El discurso económico de este Gobierno ha cambiado radicalmente en los casi tres años transcurridos desde que tomó posesión, en gran parte, porque estaba equivocado. Y eso es lo que quiero analizar en tres asuntos claves: los motores de la recuperación, el valor de la austeridad y el papel del sector público ante una crisis.
Toda la apuesta de política económica durante 2012 se articuló entorno a la devaluación interna como mecanismo para fomentar la competitividad exterior; en reducir el déficit público porque era expansivo sobre la economía y en ponderar el valor de la austeridad para un país altamente endeudado que tiene que reconstruir las tasas de ahorro. Podríamos encontrar frases y frases en ese sentido por parte de los ministros y del propio Presidente. Teníamos que apostar por rebajar costes, sobre todo salariales, para fundamentar el nuevo modelo de crecimiento sobre las exportaciones. Y así se hizo: la rebaja de salarios y los despidos masivos tuvieron lugar mientras las exportaciones crecían a buen ritmo y se mejoraba la balanza comercial hasta alcanzar, incluso, algún superávit coyuntural. Ello se presentó como la prueba del éxito en la estrategia, pese a que muchos advertimos de que se trataba de un espejismo. Nuestras exportaciones venían creciendo mucho desde la época de la burbuja, el saldo comercial estaba determinado por la caída en las importaciones y, sobre todo, las exportaciones no pesaban lo suficiente sobre el PIB español como para esperar que pudieran iniciar una reactivación de la economía. Dos años después, en el escenario macroeconómico de los Presupuestos, vuelve el déficit comercial y la recuperación se fundamenta en la demanda interna que aporta 1,8 puntos al crecimiento del PIB, por apenas un 0,2 el saldo exterior total. El problema es que para ese tipo de recuperación, las políticas de devaluación interna son contraproducentes y por eso se vuelve a hablar de subidas salariales, que es lo que mejora la renta de las familias y el consumo privado.

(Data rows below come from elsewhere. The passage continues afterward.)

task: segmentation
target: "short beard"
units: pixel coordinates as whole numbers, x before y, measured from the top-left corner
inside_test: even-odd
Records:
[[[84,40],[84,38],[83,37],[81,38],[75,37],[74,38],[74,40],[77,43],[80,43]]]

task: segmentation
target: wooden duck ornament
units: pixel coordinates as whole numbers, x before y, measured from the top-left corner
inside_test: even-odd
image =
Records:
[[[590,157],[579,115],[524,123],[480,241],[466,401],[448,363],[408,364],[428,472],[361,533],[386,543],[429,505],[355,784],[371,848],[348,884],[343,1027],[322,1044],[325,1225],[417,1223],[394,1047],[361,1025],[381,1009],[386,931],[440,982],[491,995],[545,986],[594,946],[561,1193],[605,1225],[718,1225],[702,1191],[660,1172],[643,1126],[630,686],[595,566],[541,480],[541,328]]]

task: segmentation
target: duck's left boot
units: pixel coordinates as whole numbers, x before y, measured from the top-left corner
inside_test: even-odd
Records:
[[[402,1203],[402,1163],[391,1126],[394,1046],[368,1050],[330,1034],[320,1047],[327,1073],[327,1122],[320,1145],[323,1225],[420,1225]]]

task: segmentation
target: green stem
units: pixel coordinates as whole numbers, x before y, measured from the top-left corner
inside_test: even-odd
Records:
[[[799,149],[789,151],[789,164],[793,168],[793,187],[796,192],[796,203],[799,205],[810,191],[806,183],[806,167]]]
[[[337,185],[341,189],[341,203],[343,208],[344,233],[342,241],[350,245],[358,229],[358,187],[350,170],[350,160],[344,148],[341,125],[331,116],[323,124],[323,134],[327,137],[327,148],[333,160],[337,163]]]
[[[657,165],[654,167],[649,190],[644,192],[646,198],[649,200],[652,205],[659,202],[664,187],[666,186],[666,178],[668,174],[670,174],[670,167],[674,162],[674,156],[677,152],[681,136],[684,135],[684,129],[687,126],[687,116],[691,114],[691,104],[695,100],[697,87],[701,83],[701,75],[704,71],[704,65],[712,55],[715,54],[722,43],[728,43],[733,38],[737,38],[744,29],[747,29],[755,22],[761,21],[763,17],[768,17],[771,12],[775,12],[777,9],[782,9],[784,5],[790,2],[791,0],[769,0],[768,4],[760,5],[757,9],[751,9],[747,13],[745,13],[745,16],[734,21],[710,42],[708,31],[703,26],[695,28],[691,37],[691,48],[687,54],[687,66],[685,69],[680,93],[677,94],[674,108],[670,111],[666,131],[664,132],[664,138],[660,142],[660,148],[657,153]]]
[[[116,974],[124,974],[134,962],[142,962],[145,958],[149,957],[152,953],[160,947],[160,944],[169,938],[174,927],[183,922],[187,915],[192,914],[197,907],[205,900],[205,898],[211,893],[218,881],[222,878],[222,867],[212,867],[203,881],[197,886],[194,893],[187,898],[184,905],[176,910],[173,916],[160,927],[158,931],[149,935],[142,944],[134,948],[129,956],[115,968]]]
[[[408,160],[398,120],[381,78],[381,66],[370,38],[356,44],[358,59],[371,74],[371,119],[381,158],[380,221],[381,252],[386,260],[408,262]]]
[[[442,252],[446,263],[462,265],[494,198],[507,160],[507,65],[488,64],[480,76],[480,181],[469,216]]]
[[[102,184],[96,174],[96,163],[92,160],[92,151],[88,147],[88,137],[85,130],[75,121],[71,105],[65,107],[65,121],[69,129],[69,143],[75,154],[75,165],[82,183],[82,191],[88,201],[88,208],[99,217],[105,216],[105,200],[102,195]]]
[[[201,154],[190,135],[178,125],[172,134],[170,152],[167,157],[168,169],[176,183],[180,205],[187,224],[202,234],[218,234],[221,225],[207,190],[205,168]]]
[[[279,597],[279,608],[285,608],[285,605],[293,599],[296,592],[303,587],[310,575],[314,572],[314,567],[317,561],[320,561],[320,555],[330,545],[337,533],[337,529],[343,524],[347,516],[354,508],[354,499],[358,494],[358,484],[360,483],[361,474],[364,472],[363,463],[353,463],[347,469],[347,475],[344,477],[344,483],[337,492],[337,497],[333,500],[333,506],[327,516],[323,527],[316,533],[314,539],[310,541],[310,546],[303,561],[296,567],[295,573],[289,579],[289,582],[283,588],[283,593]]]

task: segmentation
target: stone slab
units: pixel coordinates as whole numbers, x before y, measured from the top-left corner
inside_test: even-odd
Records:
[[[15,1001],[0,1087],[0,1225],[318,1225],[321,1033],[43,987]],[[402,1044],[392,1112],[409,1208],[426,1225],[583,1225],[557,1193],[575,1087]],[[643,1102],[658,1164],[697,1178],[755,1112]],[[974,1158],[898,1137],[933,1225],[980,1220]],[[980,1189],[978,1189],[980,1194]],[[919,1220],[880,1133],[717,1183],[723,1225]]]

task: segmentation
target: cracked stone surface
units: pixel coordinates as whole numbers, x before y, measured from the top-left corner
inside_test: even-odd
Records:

Algo parecido ha ocurrido con la reducción del déficit público. Considerado por el ministro de Hacienda en enero de 2012 una cosa buena por sí misma, hasta el punto de asumir el objetivo del 3% para 2013, muy pronto se vio que someter a una economía en recesión a un ajuste tan fuerte y tan rápido del déficit público, era un error. No solo porque los necesarios recortes de gasto o subidas impositivas generan malestar social, sino porque hunden la actividad económica todavía más que la propia crisis. Sobre todo si, como se hizo aquí, se recorta lo posible (inversión) y no tanto lo necesario. Es decir, la reducción del déficit público no es, como dijo el Gobierno, expansiva sobre la actividad sino todo lo contrario, tal y como dicen los manuales y reconoció el propio FMI. Por ello, se presionó a Bruselas para conseguir un aplazamiento en los ritmos de reducción del déficit, en espera, sobre todo, de que la recuperación ayudara a mejorar los ingresos públicos para no tener que proceder a severos recortes del gasto, aunque esto fuera lo que se defendía antes.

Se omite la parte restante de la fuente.